Setting Data are from the 4 yearly European School Survey Project on Alcohol and Other Drugs from 1995 to 2015. Total sample size was 12.394. A logistic regression model on grouped data was used. Dependent variable is whether a student was a smoker in last 30 days. Independent variables are time, gender and the policy indicators, workplace ban on smoking, point-of-sale (POS) display ban, the introduction of graphical images on packs and the average real price of cigarettes.

Results Smoking prevalence dropped from 41% in 1995 to 13% in 2015. The effects of policies differed between boys and girls. For girls, estimates for workplace bans, graphical images on packs and a unit real (Consumer Price Index adjusted) price increase reduced prevalence by 7.31% (95%CI 2.94% to 11.68%), 8.80% (95% CI 2.60% to 15.01%) and 5.87 (95% CI 2.96 to 8.79), respectively. The POS ban did not have a significant effect in girls. For boys, estimates for workplace bans and a unit real price increase, reduced prevalence by 8.41% (95% CI 5.16% to 11.66%) and 4.93% (95% CI 0.77% to 9.08%), respectively, POS gave an increase of 7.02% (95% CI 1.96% to 12.40%). The introduction of graphical images had an insignificant effect.

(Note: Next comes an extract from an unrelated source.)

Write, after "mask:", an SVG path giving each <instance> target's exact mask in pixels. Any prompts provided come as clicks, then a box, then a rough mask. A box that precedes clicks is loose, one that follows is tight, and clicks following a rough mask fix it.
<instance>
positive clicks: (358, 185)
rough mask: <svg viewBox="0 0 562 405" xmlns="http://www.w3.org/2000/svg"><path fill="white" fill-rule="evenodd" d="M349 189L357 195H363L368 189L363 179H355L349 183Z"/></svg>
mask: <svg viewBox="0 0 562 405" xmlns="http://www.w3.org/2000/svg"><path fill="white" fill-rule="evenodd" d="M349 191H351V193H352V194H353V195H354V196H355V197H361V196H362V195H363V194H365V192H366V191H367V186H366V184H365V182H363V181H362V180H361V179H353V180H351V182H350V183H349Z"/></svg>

Conclusions TC legislation helps to explain the outof-trend reduction in youth smoking prevalence. The estimated differential effects of the workplace ban, POS displays, real price changes and graphical images on packs help to explain the sharper decline in girls than boys. These findings should remind policy-makers to give increased consideration to the possible effects on young people of any legislative changes aimed at adults in TCL.